Por la mañana lo fueron a buscar, Roldán consideró que, dadas las características del presidiario, una noche de escarmiento era más que suficiente. Primero fue un alarido poderoso, como esos que sólo es capaz de imponer la autoridad. Luego un chillido de bicho aplastado. Cuando se asomaron a la celda lo notaron dormido, con el rostro en posición de algún tipo de agradecimiento religioso. El comisario lo empujó con el pie izquierdo para tratar de despertarlo y mando al cabo Álvarez a buscar al médico para que viera que le ocurría al preso, si no es que ya estaba muerto. Una vez sólo en el calabozo, comenzó a maldecir a la madre de Carlitos, a la tía y a toda la familia. “¿Qué hago ahora con este fiambre?”, pensó entre medio de puteadas. Allí se le ocurrió la idea de puentear al médico y dirigirse directamente al Dr. Pérez, que le debía un par de favores pasados. Se agachó para verificar que el preso realmente no respiraba. No le dio el tiempo para más.
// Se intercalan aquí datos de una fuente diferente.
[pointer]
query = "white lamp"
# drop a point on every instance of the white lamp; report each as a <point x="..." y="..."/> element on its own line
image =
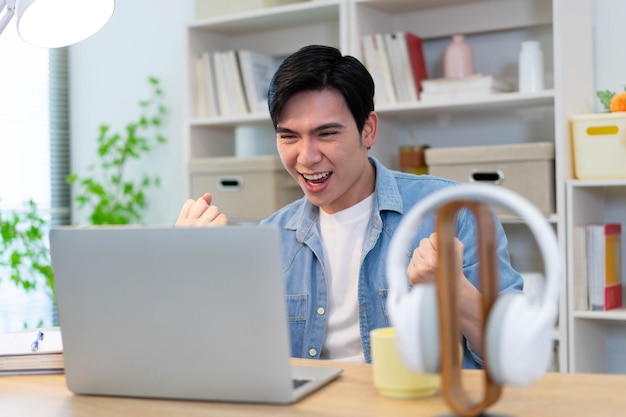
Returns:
<point x="56" y="23"/>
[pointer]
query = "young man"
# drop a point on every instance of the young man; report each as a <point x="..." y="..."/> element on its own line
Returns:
<point x="335" y="239"/>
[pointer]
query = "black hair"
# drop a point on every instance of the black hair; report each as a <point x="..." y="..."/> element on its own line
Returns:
<point x="318" y="67"/>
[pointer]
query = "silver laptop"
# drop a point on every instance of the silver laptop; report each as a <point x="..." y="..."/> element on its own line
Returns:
<point x="180" y="313"/>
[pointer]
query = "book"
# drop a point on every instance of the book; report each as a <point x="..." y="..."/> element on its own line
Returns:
<point x="400" y="65"/>
<point x="202" y="106"/>
<point x="257" y="70"/>
<point x="370" y="60"/>
<point x="209" y="85"/>
<point x="604" y="265"/>
<point x="36" y="351"/>
<point x="221" y="87"/>
<point x="417" y="60"/>
<point x="473" y="85"/>
<point x="386" y="88"/>
<point x="581" y="292"/>
<point x="234" y="82"/>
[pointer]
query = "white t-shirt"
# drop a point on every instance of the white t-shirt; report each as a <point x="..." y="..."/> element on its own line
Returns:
<point x="342" y="236"/>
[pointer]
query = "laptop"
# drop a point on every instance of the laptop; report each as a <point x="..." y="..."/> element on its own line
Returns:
<point x="177" y="313"/>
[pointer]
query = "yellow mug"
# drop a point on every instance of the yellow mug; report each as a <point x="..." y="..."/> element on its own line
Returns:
<point x="392" y="378"/>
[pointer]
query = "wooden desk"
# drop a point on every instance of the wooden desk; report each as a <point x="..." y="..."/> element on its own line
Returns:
<point x="352" y="395"/>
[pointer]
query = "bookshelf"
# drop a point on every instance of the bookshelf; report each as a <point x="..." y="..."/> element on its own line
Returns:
<point x="596" y="338"/>
<point x="488" y="26"/>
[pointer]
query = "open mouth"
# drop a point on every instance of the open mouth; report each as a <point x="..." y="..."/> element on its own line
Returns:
<point x="317" y="178"/>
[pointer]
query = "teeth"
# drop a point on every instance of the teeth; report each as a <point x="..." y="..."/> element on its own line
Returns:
<point x="315" y="177"/>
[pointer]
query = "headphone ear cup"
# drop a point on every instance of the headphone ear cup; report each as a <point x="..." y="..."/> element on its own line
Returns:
<point x="518" y="345"/>
<point x="417" y="329"/>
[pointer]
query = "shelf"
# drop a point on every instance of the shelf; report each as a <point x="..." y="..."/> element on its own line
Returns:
<point x="599" y="183"/>
<point x="618" y="314"/>
<point x="271" y="18"/>
<point x="495" y="102"/>
<point x="511" y="219"/>
<point x="232" y="121"/>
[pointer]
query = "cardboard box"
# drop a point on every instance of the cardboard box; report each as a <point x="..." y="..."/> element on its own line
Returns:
<point x="599" y="145"/>
<point x="211" y="8"/>
<point x="527" y="169"/>
<point x="245" y="189"/>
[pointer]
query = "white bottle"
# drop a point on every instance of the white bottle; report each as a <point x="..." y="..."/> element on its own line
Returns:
<point x="530" y="67"/>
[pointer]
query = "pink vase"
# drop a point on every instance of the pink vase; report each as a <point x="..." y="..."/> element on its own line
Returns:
<point x="458" y="60"/>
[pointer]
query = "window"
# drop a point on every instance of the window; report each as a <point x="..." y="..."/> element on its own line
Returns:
<point x="34" y="155"/>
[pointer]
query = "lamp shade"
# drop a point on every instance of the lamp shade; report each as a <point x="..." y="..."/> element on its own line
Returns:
<point x="57" y="23"/>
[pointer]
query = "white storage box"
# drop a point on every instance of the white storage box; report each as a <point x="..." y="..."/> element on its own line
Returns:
<point x="599" y="145"/>
<point x="527" y="169"/>
<point x="245" y="189"/>
<point x="211" y="8"/>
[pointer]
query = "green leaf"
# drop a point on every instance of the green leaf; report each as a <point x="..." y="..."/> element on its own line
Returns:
<point x="605" y="98"/>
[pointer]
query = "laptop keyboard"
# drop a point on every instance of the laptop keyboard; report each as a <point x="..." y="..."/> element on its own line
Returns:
<point x="299" y="382"/>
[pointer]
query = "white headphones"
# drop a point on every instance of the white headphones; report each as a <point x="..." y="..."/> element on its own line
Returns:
<point x="518" y="333"/>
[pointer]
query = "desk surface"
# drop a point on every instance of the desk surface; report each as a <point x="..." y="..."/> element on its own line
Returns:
<point x="351" y="395"/>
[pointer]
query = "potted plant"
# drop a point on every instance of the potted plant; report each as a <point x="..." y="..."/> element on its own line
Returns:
<point x="108" y="193"/>
<point x="24" y="252"/>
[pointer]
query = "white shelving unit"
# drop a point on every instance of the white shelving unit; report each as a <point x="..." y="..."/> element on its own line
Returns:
<point x="494" y="30"/>
<point x="597" y="339"/>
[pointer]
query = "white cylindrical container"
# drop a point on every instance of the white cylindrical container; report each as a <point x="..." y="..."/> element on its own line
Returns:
<point x="530" y="67"/>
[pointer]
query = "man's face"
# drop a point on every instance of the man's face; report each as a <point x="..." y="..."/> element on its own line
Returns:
<point x="320" y="146"/>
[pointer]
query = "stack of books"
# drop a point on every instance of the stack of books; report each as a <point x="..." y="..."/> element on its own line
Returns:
<point x="37" y="351"/>
<point x="471" y="86"/>
<point x="598" y="266"/>
<point x="233" y="82"/>
<point x="397" y="65"/>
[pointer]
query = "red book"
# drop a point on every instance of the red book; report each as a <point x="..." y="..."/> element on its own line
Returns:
<point x="604" y="265"/>
<point x="416" y="57"/>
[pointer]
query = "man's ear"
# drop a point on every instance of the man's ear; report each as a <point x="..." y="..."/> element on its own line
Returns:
<point x="370" y="130"/>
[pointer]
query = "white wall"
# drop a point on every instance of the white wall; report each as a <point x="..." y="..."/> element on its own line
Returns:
<point x="147" y="37"/>
<point x="108" y="77"/>
<point x="609" y="47"/>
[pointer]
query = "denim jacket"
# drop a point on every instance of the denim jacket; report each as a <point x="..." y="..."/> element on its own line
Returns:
<point x="304" y="265"/>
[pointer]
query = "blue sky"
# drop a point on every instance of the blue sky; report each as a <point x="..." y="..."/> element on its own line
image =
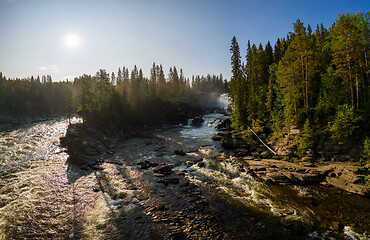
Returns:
<point x="193" y="35"/>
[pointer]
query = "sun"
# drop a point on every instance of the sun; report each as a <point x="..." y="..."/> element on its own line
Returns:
<point x="72" y="40"/>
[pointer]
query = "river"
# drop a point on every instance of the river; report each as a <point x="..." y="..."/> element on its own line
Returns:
<point x="143" y="190"/>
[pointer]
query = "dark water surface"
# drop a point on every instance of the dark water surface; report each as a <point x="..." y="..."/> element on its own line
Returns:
<point x="43" y="198"/>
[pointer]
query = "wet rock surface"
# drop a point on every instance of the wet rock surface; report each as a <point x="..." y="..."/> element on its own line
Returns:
<point x="140" y="189"/>
<point x="260" y="163"/>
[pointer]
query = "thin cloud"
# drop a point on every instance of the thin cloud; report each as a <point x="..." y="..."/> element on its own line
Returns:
<point x="49" y="69"/>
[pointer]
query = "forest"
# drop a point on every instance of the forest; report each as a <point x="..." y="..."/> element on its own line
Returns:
<point x="315" y="80"/>
<point x="118" y="99"/>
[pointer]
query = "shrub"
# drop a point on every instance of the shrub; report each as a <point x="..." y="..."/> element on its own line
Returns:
<point x="365" y="158"/>
<point x="345" y="123"/>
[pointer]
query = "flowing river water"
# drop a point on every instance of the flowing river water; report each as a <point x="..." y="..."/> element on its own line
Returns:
<point x="143" y="190"/>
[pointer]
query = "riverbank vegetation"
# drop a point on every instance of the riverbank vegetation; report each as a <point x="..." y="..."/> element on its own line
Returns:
<point x="119" y="98"/>
<point x="314" y="82"/>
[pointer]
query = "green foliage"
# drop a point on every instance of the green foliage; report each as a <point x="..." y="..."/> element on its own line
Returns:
<point x="305" y="139"/>
<point x="345" y="123"/>
<point x="365" y="157"/>
<point x="319" y="78"/>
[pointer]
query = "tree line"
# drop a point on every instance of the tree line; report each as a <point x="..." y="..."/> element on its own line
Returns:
<point x="317" y="80"/>
<point x="120" y="98"/>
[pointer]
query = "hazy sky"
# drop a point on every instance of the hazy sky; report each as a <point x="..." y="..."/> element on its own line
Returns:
<point x="193" y="35"/>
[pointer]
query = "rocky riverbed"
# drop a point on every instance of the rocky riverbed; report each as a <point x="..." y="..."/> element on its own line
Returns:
<point x="272" y="168"/>
<point x="167" y="183"/>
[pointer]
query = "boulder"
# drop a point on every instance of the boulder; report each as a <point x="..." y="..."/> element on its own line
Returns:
<point x="231" y="143"/>
<point x="197" y="122"/>
<point x="226" y="124"/>
<point x="180" y="152"/>
<point x="217" y="137"/>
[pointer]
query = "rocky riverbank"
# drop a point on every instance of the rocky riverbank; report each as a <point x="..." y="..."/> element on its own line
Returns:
<point x="262" y="163"/>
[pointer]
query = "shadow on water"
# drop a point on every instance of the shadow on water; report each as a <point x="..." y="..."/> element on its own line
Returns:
<point x="143" y="204"/>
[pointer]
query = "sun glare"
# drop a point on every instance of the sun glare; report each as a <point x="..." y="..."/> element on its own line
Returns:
<point x="72" y="40"/>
Álvarez regresó recién a la media hora con el médico, ya que le había costado mucho trabajo localizarlo por las urgencias del momento. Se asomó al lugar para explicarle el motivo de su tardanza. Aurora, gracias a la bondad de sus vecinas, que siempre la tenían al tanto de lo importante, acababa de dar un portazo en el frente y caminaba desquiciada hacia el lugar. Un grito la detuvo en la mitad del pasillo.

En los diarios no salió toda la verdad, sólo unas pocas líneas que repetían el parte de prensa: “Adulto de mediana edad y con antecedentes de desequilibrios nerviosos, con arma blanca, provoca heridas cortantes en el cuerpo de otro adulto, miembro de la fuerza policial”.

Aurora se quedó sola, aún espera que Carlitos se comunique con ella. Él la extraña un poco y sabe que volverá a verla. Sólo debe esperar el momento en el que Roldán haya entendido su escarmiento.